Jilly litt ein wenig unter Höhen- und Platzangst, aber auch unter Angst vor Männern wie Coltrane. Große, unglaublich attraktive, selbstsichere Männer, die genau wussten, wie beunruhigend sie wirkten. Es war eine raffiniert erotische Beunruhigung, also die schlimmste ihrer Art, und normalerweise war sie für so etwas unempfänglich. Trotzdem wäre sie lieber nicht mit ihm zusammen in den engen Fahrstuhl gestiegen.

Leider hatte sie keine Wahl. Er beobachtete sie, während er wartete, doch sie konnte den Ausdruck in seinen Augen nicht deuten. Schließlich trat sie, von Coltrane gefolgt, in den Aufzug, die Türen schlossen sich mit einem leisen Zischen, und Jilly wappnete sich, um ihrem Verhängnis sehenden Auges entgegenzutreten.

2. KAPITEL

Jackson Meyers Tochter hatte Angst vor ihm! Coltrane war fasziniert von dieser Entdeckung. Er wünschte, es gäbe einen Weg, den Aufzug anzuhalten, damit sie noch länger mit ihm in einem engen Raum eingesperrt war.
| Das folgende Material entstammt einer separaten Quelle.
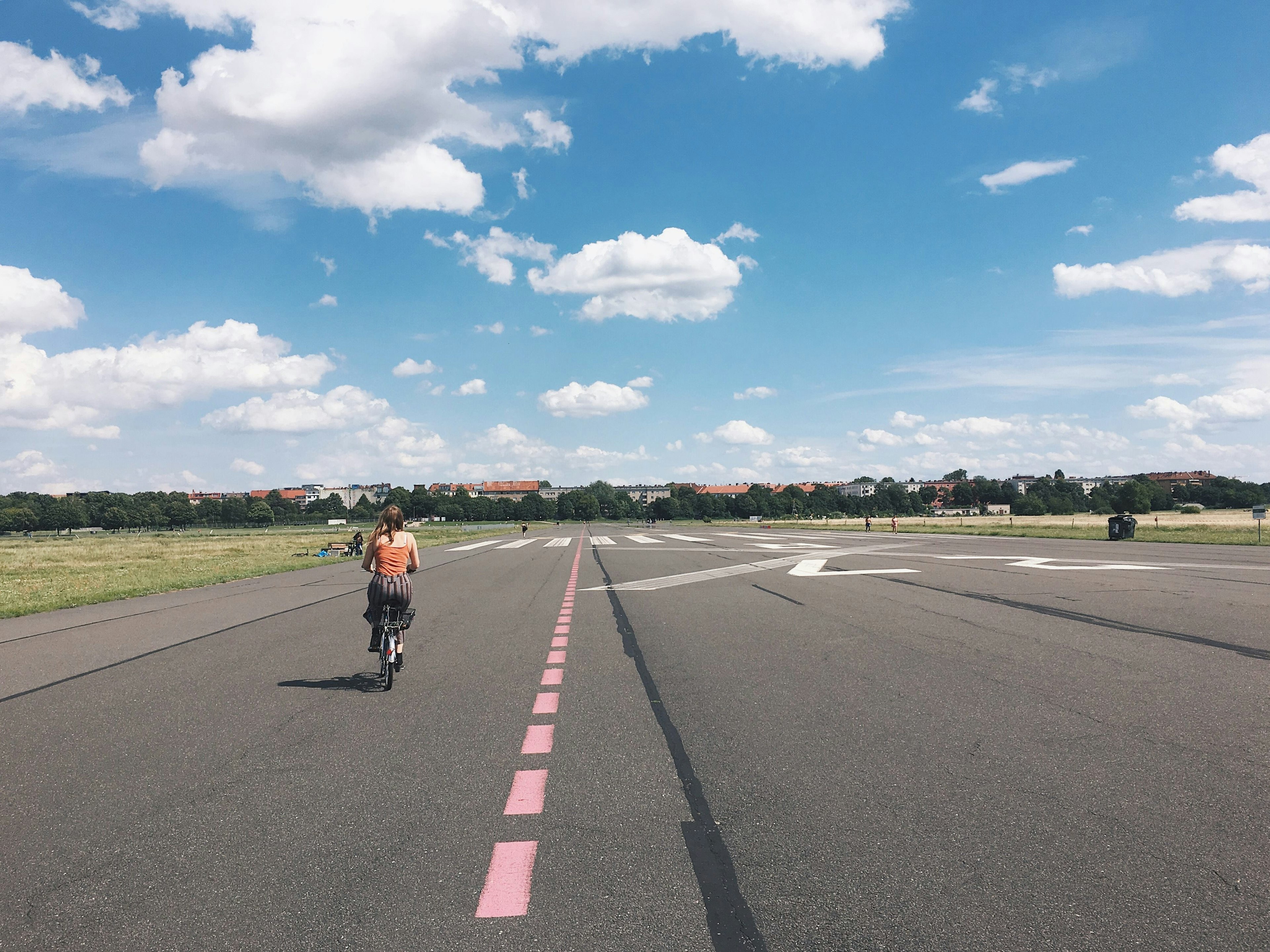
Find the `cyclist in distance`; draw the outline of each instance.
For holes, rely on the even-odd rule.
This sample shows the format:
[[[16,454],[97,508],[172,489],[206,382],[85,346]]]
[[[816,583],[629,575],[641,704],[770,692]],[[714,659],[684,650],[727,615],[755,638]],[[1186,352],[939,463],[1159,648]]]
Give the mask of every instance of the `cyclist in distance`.
[[[409,608],[414,592],[410,588],[409,572],[419,567],[419,546],[414,536],[405,531],[405,518],[401,510],[390,505],[380,513],[371,539],[366,543],[366,557],[362,569],[375,572],[371,584],[366,586],[366,613],[362,616],[371,623],[370,651],[380,650],[380,616],[384,605]],[[404,640],[398,637],[398,658],[403,655]]]

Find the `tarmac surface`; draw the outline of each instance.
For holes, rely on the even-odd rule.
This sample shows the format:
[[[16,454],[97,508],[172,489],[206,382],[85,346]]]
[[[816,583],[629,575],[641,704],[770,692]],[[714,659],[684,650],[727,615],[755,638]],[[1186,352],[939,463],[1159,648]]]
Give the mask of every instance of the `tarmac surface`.
[[[521,542],[0,621],[0,949],[1270,948],[1270,553]]]

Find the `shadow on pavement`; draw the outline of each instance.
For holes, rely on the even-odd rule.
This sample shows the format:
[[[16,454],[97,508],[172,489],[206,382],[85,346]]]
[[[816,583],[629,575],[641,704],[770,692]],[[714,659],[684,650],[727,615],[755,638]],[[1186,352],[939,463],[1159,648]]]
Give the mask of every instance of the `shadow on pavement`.
[[[384,685],[380,675],[362,671],[359,674],[339,674],[334,678],[297,678],[296,680],[279,680],[279,688],[321,688],[323,691],[361,691],[363,694],[380,692]]]

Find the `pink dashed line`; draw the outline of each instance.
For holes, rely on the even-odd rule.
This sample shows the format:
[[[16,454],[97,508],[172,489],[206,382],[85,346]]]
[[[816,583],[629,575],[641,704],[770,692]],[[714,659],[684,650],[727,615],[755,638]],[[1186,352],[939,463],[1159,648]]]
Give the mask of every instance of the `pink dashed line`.
[[[512,779],[512,792],[507,795],[503,816],[541,814],[542,800],[547,795],[546,770],[517,770]]]
[[[551,739],[555,735],[554,724],[531,724],[525,729],[525,743],[521,744],[522,754],[550,754]]]
[[[530,911],[530,881],[538,842],[495,843],[476,906],[478,919],[499,919]]]

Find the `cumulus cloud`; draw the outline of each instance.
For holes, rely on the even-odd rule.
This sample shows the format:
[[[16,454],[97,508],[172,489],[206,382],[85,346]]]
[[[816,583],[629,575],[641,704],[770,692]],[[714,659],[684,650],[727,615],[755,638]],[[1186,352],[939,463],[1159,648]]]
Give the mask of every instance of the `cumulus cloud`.
[[[91,56],[67,60],[56,50],[41,58],[19,43],[0,42],[0,109],[25,113],[33,105],[95,109],[127,105],[132,94],[114,76],[102,76]]]
[[[644,406],[648,406],[648,395],[643,391],[630,385],[620,387],[598,380],[587,387],[573,381],[560,390],[538,395],[538,409],[552,416],[608,416]]]
[[[248,476],[259,476],[264,472],[264,467],[260,463],[251,462],[250,459],[243,459],[241,457],[230,463],[230,468],[234,472],[245,472]]]
[[[573,129],[559,119],[552,119],[551,114],[544,109],[532,109],[525,113],[525,121],[533,129],[530,145],[535,149],[549,149],[555,152],[560,149],[568,149],[573,142]]]
[[[754,231],[753,228],[747,228],[739,221],[734,221],[732,223],[732,226],[726,231],[724,231],[724,232],[721,232],[719,235],[715,235],[712,239],[710,239],[710,244],[711,245],[721,245],[724,241],[728,241],[729,239],[740,239],[742,241],[753,241],[757,237],[758,237],[758,232],[757,231]]]
[[[1052,162],[1015,162],[1008,169],[994,171],[991,175],[980,175],[979,182],[993,194],[998,194],[1010,185],[1022,185],[1025,182],[1040,179],[1046,175],[1060,175],[1076,165],[1074,159],[1058,159]]]
[[[1001,109],[1001,104],[993,99],[999,84],[994,79],[980,79],[979,86],[970,95],[956,104],[958,109],[968,109],[973,113],[994,113]]]
[[[525,124],[497,118],[509,105],[489,90],[526,56],[563,67],[598,50],[674,50],[723,33],[748,58],[862,69],[883,53],[881,22],[906,6],[508,0],[447,3],[420,17],[399,0],[105,0],[76,9],[114,29],[168,14],[196,30],[250,36],[246,48],[204,51],[188,76],[164,74],[155,96],[163,129],[141,150],[156,187],[278,175],[318,204],[373,220],[398,209],[466,215],[484,202],[481,176],[437,142],[568,145],[568,127],[542,109],[526,112]]]
[[[0,340],[0,426],[103,439],[119,434],[117,425],[102,424],[113,413],[177,406],[218,390],[312,386],[334,369],[323,354],[288,355],[284,340],[231,320],[218,327],[198,321],[184,334],[151,334],[123,348],[53,355],[17,334]]]
[[[1213,152],[1209,161],[1214,174],[1233,175],[1241,182],[1250,183],[1253,188],[1182,202],[1173,209],[1175,218],[1227,222],[1270,221],[1270,132],[1265,132],[1242,146],[1224,145]]]
[[[83,317],[84,303],[52,278],[37,278],[25,268],[0,264],[0,339],[74,327]]]
[[[718,246],[698,244],[682,228],[644,237],[627,231],[584,245],[546,272],[533,268],[530,284],[541,294],[591,294],[580,316],[616,315],[673,321],[707,320],[732,303],[740,268]]]
[[[424,237],[432,240],[433,244],[438,244],[432,232],[428,232]],[[512,258],[526,258],[531,261],[550,264],[555,255],[555,245],[535,241],[530,235],[513,235],[498,226],[491,227],[489,235],[478,235],[474,239],[467,237],[461,231],[456,231],[450,240],[464,250],[458,261],[461,264],[475,264],[476,270],[494,284],[511,284],[516,279],[516,268],[512,265]],[[444,241],[439,244],[448,248],[448,244]]]
[[[917,414],[906,414],[903,410],[897,410],[890,415],[892,426],[906,426],[912,429],[919,423],[926,423],[926,418],[918,416]]]
[[[1270,248],[1206,241],[1120,264],[1054,265],[1054,287],[1063,297],[1085,297],[1113,288],[1184,297],[1210,291],[1218,281],[1238,282],[1248,293],[1270,288]]]
[[[268,400],[251,397],[237,406],[213,410],[203,425],[231,433],[314,433],[364,426],[389,413],[389,401],[361,387],[344,385],[326,393],[291,390]]]
[[[392,368],[394,377],[418,377],[420,373],[436,373],[441,368],[432,360],[418,363],[413,357],[405,358]]]

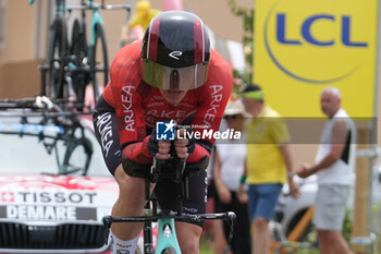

Er hatte sie beim Schlafen beobachtet, erstaunt darüber, dass sie ganz anders war, als er sie sich vorgestellt hatte. Er hielt nicht viel von Dean und hatte sich deshalb ein ganz bestimmtes Bild von dessen Geschwistern gemacht. Hinzu kam, was er über Rachel-Anns unersättlichen Appetit auf Drogen und Sex gehört hatte. Er war davon ausgegangen, dass Jillian ebenso genusssüchtig und selbstzerstörerisch veranlagt sein und ihrem Vater mehr ähneln würde.

Jilly Meyer war keine der typischen Blondinen, wie man sie überall in Kalifornien sah. Sie hatte eine braune Mähne, einen kräftigen Körper und endlos lange Beine. Sie war wahrlich keine zierliche Blume. Ihre körperliche Präsenz war aggressiv und erregend zugleich, selbst jetzt, als sie sich in die hinterste Ecke des Aufzugs presste.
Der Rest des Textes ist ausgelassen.